I had some trouble with my apache proxy pass configuration when renew my ssl certificates. I’am describing my way out.

My Setup

I’am running a few services on my server and forward their ports via proxy pass to a subdomain. Additionally disallow connections via http. A example sites-available configuration of a service swould be:

<VirtualHost *:443>
    ServerName sub.example.com

    ProxyPreserveHost On
    ProxyRequests off
    ProxyPass / http://localhost:1337/
    ProxyPassReverse / http://localhost:1337/

    # auto generated by letsencrypt
    SSLEngine On
    SSLCertificateFile /etc/letsencrypt/live/sub.example.com-0001/cert.pem
    SSLCertificateKeyFile /etc/letsencrypt/live/sub.example.com-0001/privkey.pem
    SSLCertificateChainFile /etc/letsencrypt/live/sub.example.com-0001/chain.pem

# this section prevents connections via http
<VirtualHost *:80>
    Servername sub.example.com
    RewriteEngine on
    RewriteCond %{SERVER_PORT} !=443
    RewriteRule ^(.*)$ https://sub.example.com/$1 [R=301,L]

The Problem

Well, now i wanted to renew my certificates, but got some authorization error:

 - The following errors were reported by the server:

   Domain: sub.example.com
   Type:   unauthorized
   Detail: Correct zName not found for TLS SNI challenge.

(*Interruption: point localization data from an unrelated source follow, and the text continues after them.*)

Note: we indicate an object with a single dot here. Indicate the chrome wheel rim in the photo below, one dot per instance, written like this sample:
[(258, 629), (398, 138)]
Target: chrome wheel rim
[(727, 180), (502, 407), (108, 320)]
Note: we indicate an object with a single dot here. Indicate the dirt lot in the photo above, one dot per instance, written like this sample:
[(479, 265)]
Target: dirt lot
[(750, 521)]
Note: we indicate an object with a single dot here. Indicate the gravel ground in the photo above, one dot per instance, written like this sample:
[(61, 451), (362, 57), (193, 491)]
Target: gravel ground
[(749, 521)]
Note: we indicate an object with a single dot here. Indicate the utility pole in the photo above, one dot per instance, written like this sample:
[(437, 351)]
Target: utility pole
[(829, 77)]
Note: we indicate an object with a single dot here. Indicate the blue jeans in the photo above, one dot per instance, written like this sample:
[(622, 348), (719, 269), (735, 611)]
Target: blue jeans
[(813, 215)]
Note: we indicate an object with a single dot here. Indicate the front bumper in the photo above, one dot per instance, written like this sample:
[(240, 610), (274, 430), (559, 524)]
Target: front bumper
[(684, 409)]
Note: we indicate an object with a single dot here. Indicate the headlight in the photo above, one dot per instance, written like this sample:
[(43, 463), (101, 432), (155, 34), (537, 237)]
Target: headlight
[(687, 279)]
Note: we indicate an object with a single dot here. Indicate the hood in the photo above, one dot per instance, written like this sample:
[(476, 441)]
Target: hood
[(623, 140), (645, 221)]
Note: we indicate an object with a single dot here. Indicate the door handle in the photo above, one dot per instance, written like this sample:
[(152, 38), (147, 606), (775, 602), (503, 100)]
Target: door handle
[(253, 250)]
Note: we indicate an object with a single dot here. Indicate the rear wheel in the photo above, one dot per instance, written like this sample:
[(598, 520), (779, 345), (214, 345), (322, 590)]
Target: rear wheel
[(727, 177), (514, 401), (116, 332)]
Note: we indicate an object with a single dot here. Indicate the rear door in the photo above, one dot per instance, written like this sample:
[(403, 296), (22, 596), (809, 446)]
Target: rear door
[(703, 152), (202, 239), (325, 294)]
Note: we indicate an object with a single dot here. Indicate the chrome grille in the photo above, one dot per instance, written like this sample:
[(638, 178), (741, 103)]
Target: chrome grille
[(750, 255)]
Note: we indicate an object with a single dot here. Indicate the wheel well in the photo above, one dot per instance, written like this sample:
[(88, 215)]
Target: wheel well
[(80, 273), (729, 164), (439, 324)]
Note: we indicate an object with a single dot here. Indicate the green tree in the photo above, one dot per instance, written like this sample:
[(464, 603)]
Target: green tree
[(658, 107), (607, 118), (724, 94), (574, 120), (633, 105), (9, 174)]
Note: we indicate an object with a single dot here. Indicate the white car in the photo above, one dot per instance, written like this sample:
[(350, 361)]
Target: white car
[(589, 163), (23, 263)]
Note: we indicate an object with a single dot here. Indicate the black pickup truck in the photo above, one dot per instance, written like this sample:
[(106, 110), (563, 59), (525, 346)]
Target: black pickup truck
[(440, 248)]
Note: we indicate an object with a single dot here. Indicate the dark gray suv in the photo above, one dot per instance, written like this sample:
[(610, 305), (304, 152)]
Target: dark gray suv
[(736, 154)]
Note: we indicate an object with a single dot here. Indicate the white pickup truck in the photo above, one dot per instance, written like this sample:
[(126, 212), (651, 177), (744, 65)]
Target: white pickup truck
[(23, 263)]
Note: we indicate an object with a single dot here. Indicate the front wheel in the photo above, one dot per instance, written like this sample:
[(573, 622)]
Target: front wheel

Found
   'foo.example.com, example.com, www.example.com'

Googled a bit and came across the solution that the service must be reachable over the subdomain through port 443 and 80, but i disabled that in the lower section of my sites config file.

So i deleted that lower section and the renewal workd fine with: ./letsencrypt-auto --apache -d sub.example.com.